You can tell a lot about a country by its airport. Is it named after a
dictator? Do the pay phones actually work? How many crashed planes line
the runway? Any sniffer dogs roaming the baggage carousels?
At the Montego Bay airport, the first thing you notice are the Jamaicans
themselves, a hands-on kind of people. When I landed here the week before,
I sought refuge in the bathroom, which didn't stop a mob of taxi drivers
from following me in, tugging at my shirt while I stood at the urinal.

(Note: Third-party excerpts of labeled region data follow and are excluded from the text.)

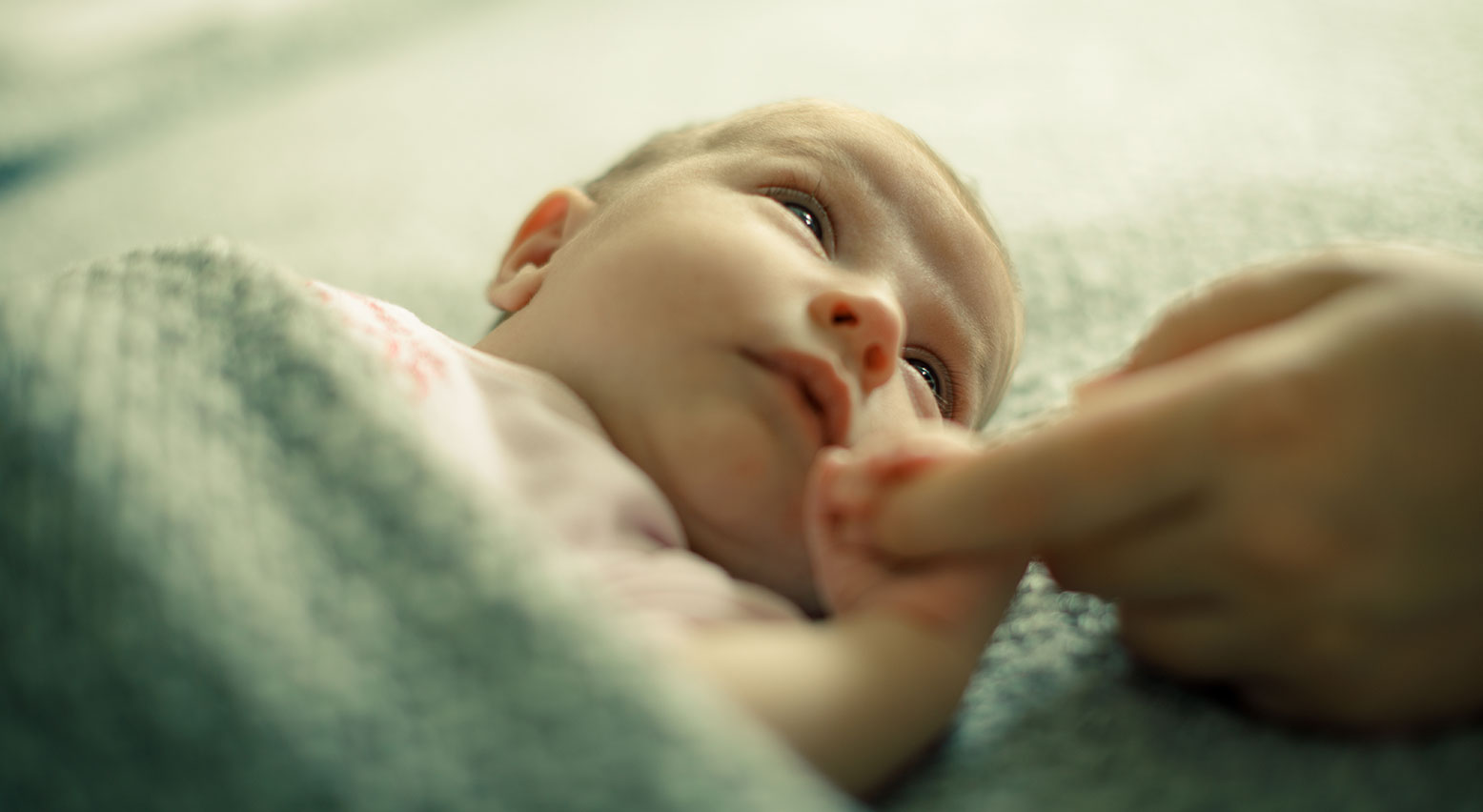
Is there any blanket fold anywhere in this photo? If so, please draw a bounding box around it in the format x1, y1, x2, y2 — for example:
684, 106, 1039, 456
0, 245, 846, 810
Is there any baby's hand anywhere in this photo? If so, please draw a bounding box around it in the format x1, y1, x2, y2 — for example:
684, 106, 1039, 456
803, 427, 1026, 634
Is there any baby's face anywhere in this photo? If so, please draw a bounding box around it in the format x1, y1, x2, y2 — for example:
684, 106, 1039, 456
491, 102, 1019, 609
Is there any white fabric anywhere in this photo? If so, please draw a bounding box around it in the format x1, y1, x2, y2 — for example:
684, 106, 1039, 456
309, 281, 802, 640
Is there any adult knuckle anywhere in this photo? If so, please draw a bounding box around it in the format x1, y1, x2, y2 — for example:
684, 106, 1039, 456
1241, 504, 1344, 590
1224, 363, 1333, 451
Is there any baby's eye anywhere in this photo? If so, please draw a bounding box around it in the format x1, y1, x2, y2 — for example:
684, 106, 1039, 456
783, 201, 824, 243
904, 358, 952, 417
762, 187, 833, 256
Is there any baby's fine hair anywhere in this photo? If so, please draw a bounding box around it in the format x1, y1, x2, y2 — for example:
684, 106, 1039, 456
491, 106, 1021, 329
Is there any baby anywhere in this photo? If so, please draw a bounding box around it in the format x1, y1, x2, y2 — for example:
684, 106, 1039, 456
315, 101, 1025, 794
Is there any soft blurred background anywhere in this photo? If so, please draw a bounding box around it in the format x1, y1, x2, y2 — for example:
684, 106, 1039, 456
9, 0, 1483, 810
0, 0, 1483, 426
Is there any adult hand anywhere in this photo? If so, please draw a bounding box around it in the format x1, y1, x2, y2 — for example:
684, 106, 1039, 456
875, 246, 1483, 729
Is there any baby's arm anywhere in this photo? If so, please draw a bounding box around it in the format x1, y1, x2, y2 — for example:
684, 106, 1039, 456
685, 437, 1025, 796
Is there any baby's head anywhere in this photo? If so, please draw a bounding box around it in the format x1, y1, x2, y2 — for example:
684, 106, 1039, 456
479, 101, 1022, 611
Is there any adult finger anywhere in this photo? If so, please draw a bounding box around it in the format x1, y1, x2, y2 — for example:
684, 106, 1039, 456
1077, 248, 1371, 397
875, 353, 1246, 554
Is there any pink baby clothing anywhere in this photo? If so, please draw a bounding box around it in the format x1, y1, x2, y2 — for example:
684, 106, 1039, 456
307, 281, 802, 640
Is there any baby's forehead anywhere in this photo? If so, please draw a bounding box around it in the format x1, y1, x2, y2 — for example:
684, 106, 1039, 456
701, 102, 1022, 424
703, 102, 941, 179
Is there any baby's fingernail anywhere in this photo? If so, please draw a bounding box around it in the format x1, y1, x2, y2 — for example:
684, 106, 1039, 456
833, 465, 872, 511
840, 521, 875, 547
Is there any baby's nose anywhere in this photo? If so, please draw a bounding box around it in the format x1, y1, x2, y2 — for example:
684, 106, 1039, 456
808, 291, 906, 396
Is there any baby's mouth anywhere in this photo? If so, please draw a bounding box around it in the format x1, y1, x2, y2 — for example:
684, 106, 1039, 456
743, 350, 853, 446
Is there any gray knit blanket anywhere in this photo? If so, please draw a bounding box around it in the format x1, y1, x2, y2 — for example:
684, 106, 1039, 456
9, 238, 1483, 810
0, 246, 843, 812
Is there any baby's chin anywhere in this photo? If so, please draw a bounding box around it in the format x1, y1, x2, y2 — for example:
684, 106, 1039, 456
681, 518, 829, 618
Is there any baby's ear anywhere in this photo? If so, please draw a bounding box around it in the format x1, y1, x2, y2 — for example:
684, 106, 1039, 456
485, 187, 597, 313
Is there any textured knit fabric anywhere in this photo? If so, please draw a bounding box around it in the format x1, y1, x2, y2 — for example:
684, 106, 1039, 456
309, 275, 803, 643
0, 241, 843, 812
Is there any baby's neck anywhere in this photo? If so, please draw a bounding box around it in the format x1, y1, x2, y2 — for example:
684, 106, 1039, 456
469, 334, 601, 444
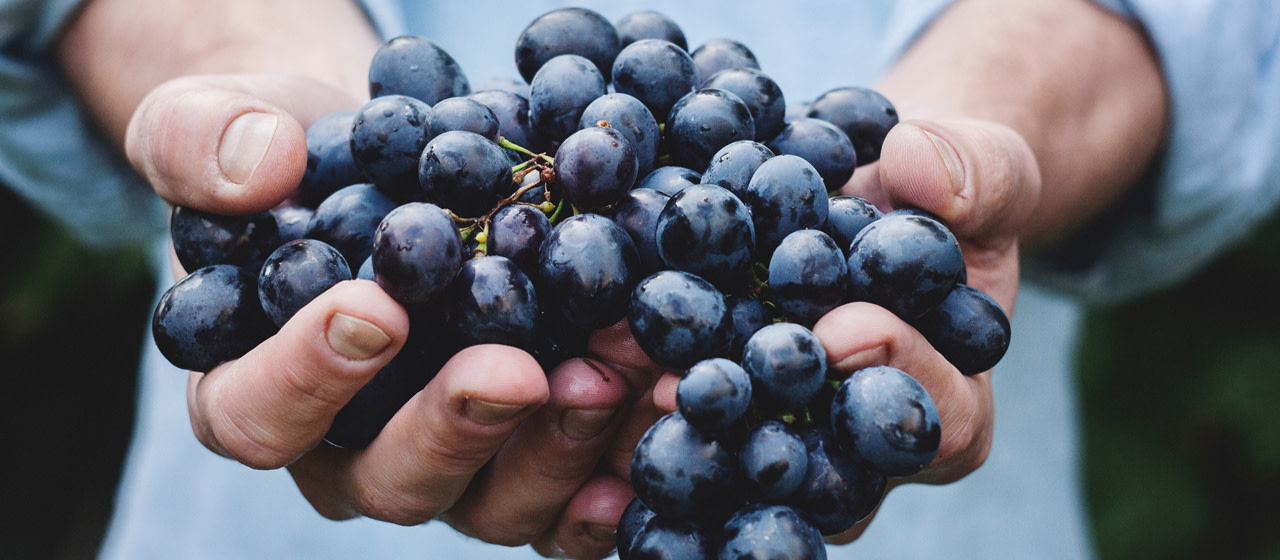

"Can I please pee in private?" I pleaded. Laughing among themselves, they
moved back about two inches without loosening their grips on the duffel
bag slung over my shoulder.
"I don't need a taxi. I'm walking," I said as I zipped up my pants. I ploughed
my way through the taxi drivers, veering for the street while they pushed
me in the direction of their taxis. They gave up when I told them where
I was going.
"Let the cheap man walk. He go to de Ocean View."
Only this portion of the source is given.